Par exemple, une pierre roulée d’une montagne est maintenant beaucoup plus radicale. Les taux d’intérêt élevés et les taux de change bas sont un fléau pour la Turquie. Il y avait un artiste nommé Orhan Boran. Il s’y promène. Quand il voit des enfants laver un chat dans la rue, il dit “tu vas tuer le chat si tu ne le laves pas”. Ils disent : ‘Non, mon oncle, on lave les chats, ne t’inquiète pas’. Quand Orhan Boran revient, les enfants pleurent. Ils disent ‘le chat est mort’ oncle. Il dit aussi ‘n’ai-je pas dit qu’un chat ne peut pas être lavé ?’ Les enfants répondent : ‘Il n’est pas mort en le lavant, il n’est pas mort en l’essorant'”.

« LA TURQUIE EST MAINTENANT UNE ÉCONOMIE À DOUBLE MONNAIE »

Bien que l’administration économique en Turquie déclare préférer maintenir le taux de change du dollar à un niveau bas, comme le dit la Banque centrale, “lisation”, selon Ege Cansen, la situation est sensiblement différente de celle décrite. Cet économiste de 84 ans souligne que la Turquie doit désormais accepter qu’elle est une économie à double monnaie.

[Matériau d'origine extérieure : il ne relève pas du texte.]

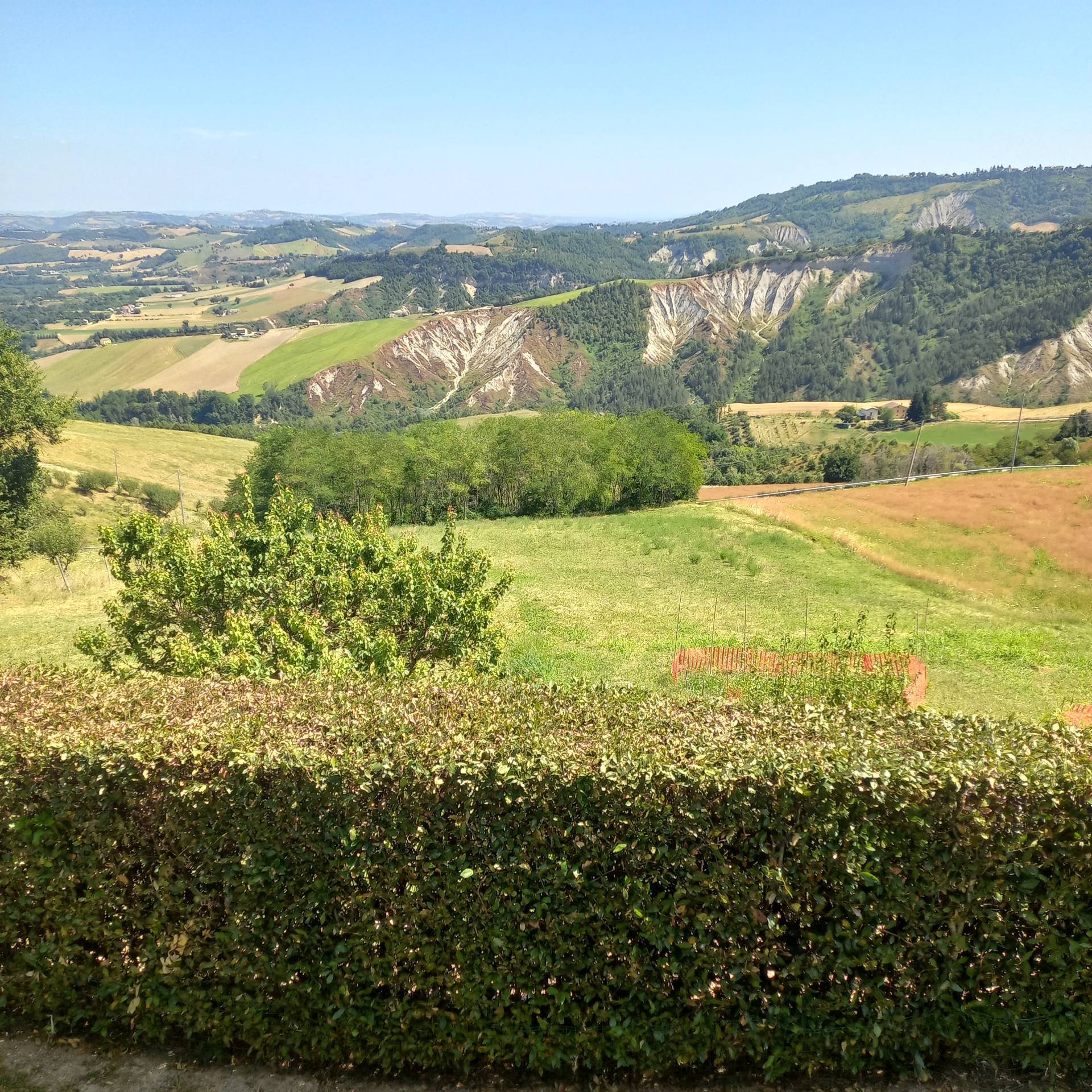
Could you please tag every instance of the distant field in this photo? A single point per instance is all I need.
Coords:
(1025, 536)
(477, 419)
(600, 598)
(218, 366)
(123, 365)
(958, 433)
(152, 454)
(161, 312)
(318, 348)
(966, 411)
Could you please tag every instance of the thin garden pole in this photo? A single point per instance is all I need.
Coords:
(1016, 442)
(913, 458)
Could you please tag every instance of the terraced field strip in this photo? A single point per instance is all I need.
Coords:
(121, 366)
(153, 454)
(1024, 535)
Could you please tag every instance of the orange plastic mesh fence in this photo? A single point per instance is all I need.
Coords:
(730, 661)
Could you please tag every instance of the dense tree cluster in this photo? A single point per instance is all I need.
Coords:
(970, 300)
(556, 464)
(27, 421)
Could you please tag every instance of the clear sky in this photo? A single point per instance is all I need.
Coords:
(604, 109)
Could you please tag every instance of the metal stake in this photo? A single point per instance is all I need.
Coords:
(913, 457)
(1016, 442)
(181, 499)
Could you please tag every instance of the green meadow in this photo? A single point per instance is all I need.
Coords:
(320, 348)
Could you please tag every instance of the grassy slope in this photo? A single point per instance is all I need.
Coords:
(153, 454)
(320, 348)
(598, 598)
(118, 366)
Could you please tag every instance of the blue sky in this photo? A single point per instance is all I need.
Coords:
(574, 109)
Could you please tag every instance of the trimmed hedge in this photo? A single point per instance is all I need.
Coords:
(438, 877)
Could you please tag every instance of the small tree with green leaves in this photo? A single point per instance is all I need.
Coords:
(162, 500)
(841, 464)
(94, 481)
(295, 592)
(58, 539)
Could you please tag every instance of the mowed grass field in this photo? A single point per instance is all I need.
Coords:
(1024, 536)
(318, 348)
(121, 366)
(994, 589)
(152, 454)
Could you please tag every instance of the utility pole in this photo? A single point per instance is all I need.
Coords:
(913, 457)
(1016, 442)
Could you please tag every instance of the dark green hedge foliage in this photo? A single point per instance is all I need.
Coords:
(440, 877)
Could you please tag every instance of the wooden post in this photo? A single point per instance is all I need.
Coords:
(913, 457)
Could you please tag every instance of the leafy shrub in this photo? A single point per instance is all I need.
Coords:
(445, 876)
(162, 500)
(56, 537)
(294, 592)
(94, 481)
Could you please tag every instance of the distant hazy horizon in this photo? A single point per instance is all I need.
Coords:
(588, 111)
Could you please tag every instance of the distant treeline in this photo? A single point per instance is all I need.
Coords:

Cansen a déclaré: «Ce n’est pas possible tant que nous ne comprenons pas la différence entre une économie à deux devises et une économie à devise unique. Avec quel argent les industriels font-ils des projets d’investissement en Turquie ? Devise. Pas de planning en livre turque. Vous apporterez des biens d’investissement, vous construirez. Ce sera en dollars. Il y a une traversée de la baie. Il y a une garantie de l’État. Ce péage est fixé en dollars. Il sera ajusté plus l’inflation américaine. Oh mon frère, n’est-ce pas la République de Turquie ? Les Turcs ne passeront-ils pas par là ? La livre turque n’est-elle pas la monnaie officielle de la Turquie ? Péage en dollars. Son escalade est également indexée sur l’inflation en Amérique. Quel genre de pays est-ce, frère?”, a-t-il dit.

« NOUS DEVONS ÉLIMINER LA PÉNURIE ACTUELLE »

Ege Cansen a cité le déficit du compte courant, qui est devenu un problème chronique depuis des années, comme le plus gros problème de l’économie turque.

Cansen a déclaré: «Nous sommes comme des cyclistes tenant la voiture du juge sur la question du déficit du compte courant. Après le départ de Kemal Derviş, il a dit : « Vous avez négligé quelque chose. Si vous ne contrôlez pas le déficit du compte courant, le système va exploser à partir d’ici ». Il faut éliminer ce fléau du déficit courant. Jusqu’à ce que nous éliminions ce problème, il n’y a pas de confort pour nous dans ce monde”, a-t-il déclaré.